To ensure the data is in optimal condition for model training, preprocessing steps are undertaken. This involves handling missing values through imputation techniques, such as mean, median, or interpolation, depending on the nature of the data. Additionally, feature engineering is performed to derive new features or transform existing ones, with the aim of enhancing the model’s predictive power. In preparation for model building, the dataset is split into training and testing sets. This division is crucial to assess the models’ generalization performance on unseen data accurately. To maintain a balanced representation of classes in both sets, stratified sampling is employed, mitigating potential biases in the model evaluation process.

The workshop explores an array of machine learning classifiers suitable for pancreatic cancer classification, such as Logistic Regression, K-Nearest Neighbors, Decision Trees, Random Forests, Gradient Boosting, Naive Bayes, Adaboost, Extreme Gradient Boosting, Light Gradient Boosting, Naïve Bayes, and Multi-Layer Perceptron (MLP). For each classifier, three different preprocessing techniques are applied to investigate their impact on model performance: raw (unprocessed data), normalization (scaling data to a similar range), and standardization (scaling data to have zero mean and unit variance).

To optimize the classifiers’ hyperparameters and boost their predictive capabilities, GridSearchCV, a technique for hyperparameter tuning, is employed. GridSearchCV conducts an exhaustive search over a specified hyperparameter grid, evaluating different combinations to identify the optimal settings for each model and preprocessing technique.

During the model evaluation phase, multiple performance metrics are utilized to gauge the efficacy of the classifiers. Commonly used metrics include accuracy, recall, precision, and F1-score. By comprehensively assessing these metrics, the strengths and weaknesses of each model are revealed, enabling a deeper understanding of their performance across different classes of pancreatic cancer.
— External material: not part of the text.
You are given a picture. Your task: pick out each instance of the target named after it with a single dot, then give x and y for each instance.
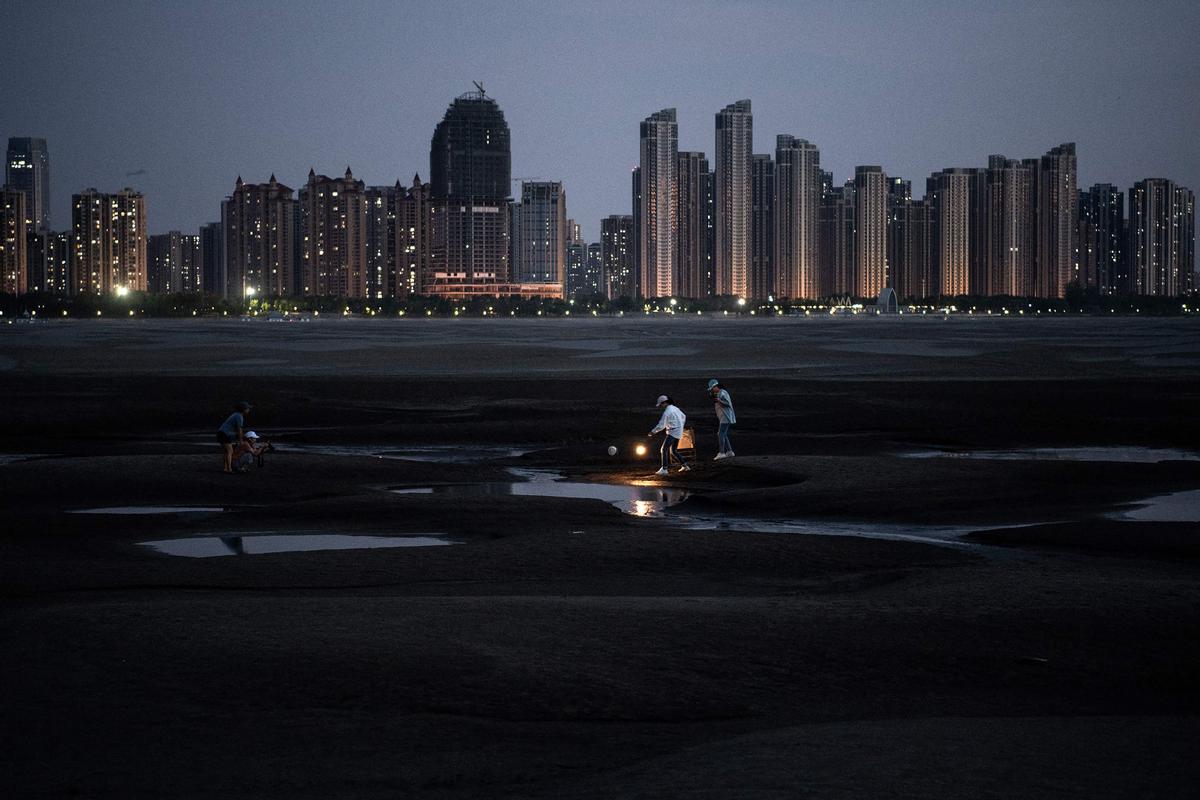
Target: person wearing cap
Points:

Classification reports are generated to present a detailed breakdown of the models’ performance, including precision, recall, F1-score, and support for each class. These reports serve as valuable tools for interpreting model outputs and identifying areas for potential improvement.
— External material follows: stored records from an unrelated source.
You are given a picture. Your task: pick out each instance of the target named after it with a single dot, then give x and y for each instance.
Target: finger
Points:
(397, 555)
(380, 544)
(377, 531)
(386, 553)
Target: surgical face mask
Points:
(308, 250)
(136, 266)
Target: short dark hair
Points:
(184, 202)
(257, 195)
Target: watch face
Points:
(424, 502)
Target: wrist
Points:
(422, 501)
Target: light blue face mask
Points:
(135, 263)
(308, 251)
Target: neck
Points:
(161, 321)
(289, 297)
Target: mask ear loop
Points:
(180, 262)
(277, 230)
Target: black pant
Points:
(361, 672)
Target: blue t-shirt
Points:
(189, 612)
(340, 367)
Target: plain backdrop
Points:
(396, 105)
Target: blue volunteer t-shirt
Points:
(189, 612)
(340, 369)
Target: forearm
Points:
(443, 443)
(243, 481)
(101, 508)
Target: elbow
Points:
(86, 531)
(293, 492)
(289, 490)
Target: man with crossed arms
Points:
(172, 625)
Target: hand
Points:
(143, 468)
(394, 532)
The workshop highlights the significance of graphical user interfaces (GUIs) in facilitating user interactions with machine learning models. By integrating PyQt, a powerful GUI development library for Python, participants create a user-friendly interface that enables users to interact with the models effortlessly. The GUI provides options to select different preprocessing techniques, visualize model outputs such as confusion matrices and decision boundaries, and gain insights into the models’ classification capabilities. One of the primary advantages of the graphical user interface is its ability to offer users a seamless and intuitive experience in predicting and classifying pancreatic cancer based on urinary biomarkers.